Passing a PPTP/VPN connection through natd

Home -- Tutorials -- Quickies -- Manual Pages -- Search -- Feedback -- About The Site -- Forum

Passing a PPTP/VPN connection through natd
added 9.24.2000 -- written by David van Geyn

Article Description: This article describes how to set up natd so that one computer behind your firewall can act as either a server or a client.

If you want to allow one computer behind your natd firewall to be a PPTP/VPN server or client, here is how to do it.

NATD in at least FreeBSD 3.4 through FreeBSD 4.0 has an option called 'pptpalias'. This option is used for just that, and will pass any GRE (protocol 47) packets to the specified address.

In my case, I access a Microsoft VPN server that is not under my control (otherwise I would use IPsec). The computer I want to be able to access this VPN server from has the internal IP address 192.168.2.51.

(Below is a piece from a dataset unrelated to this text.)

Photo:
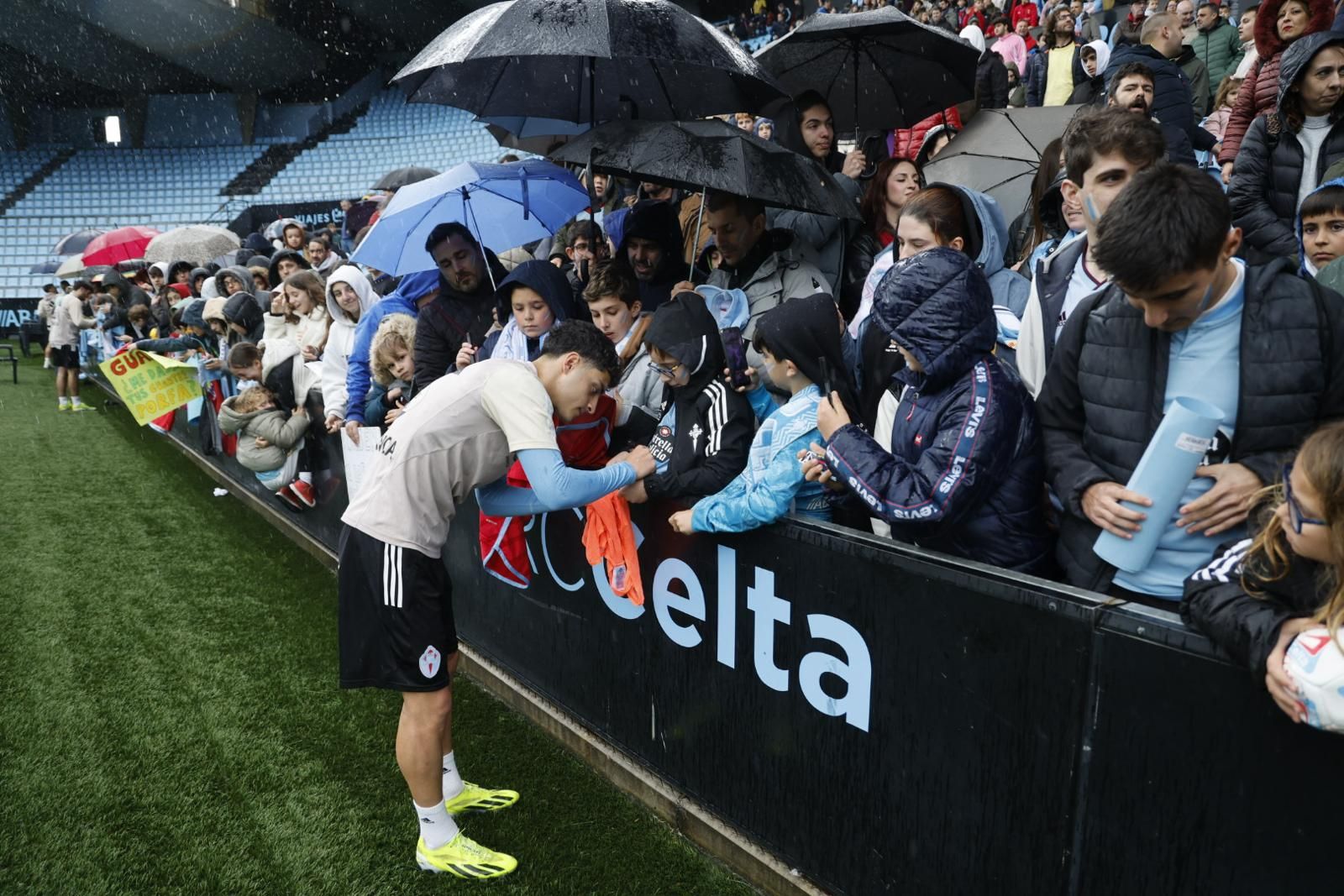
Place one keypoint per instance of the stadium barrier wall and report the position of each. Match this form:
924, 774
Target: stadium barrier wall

So, in my example, I added the following line to my natd.conf.

pptpalias        192.168.2.51

That is all you need to do, as long as your firewall will allow the GRE (protocol 47) packets to pass through it.

Another option is to add the following to your command line when starting natd.

/sbin/natd ...other options here... -pptpalias 192.168.2.51

Here is what the manpage says about redirect_proto.

-redirect_proto proto localIP [publicIP [remoteIP]]

		 Redirect incoming IP packets of protocol proto (see

		 protocols(5)) destined for publicIP address to a localIP

		 address and vice versa.



		 If publicIP is not specified, then the default aliasing

		 address is used.  If remoteIP is specified, then only packets

		 coming from/to remoteIP will match the rule.

It looks to me like this option allows you to establish protocol forwarding settings for different IP addresses. So, if my computer at 192.168.2.51 wanted to access a VPN server at 1.1.1.1 and another computer on the local network, let's say 192.168.2.100 wanted to access a VPN server at 2.2.2.2, you could add two redirect_proto lines to your natd.conf and then both of those computers could use their respective VPN servers. Much better than the pptpalias option where you could only specify one local address and no server address.

If you have any info on the redirect_proto option, or on passing IPsec, VPN and PPTP tunnels through natd, send me the info by sending feedback.

NOTE Added November 1, 2002

After FreeBSD 4.0-RELEASE, this option was deprecated and now you must use the 'redirect_proro' option to specifically forward GRE (protocol 47) packets to the specified host. My server at home is now running FreeBSD 4.5, and this option works great. The only limitation is that there can only be a one-to-one mapping of server to client (i.e.: you could not have two clients using the same PPTP/VPN server).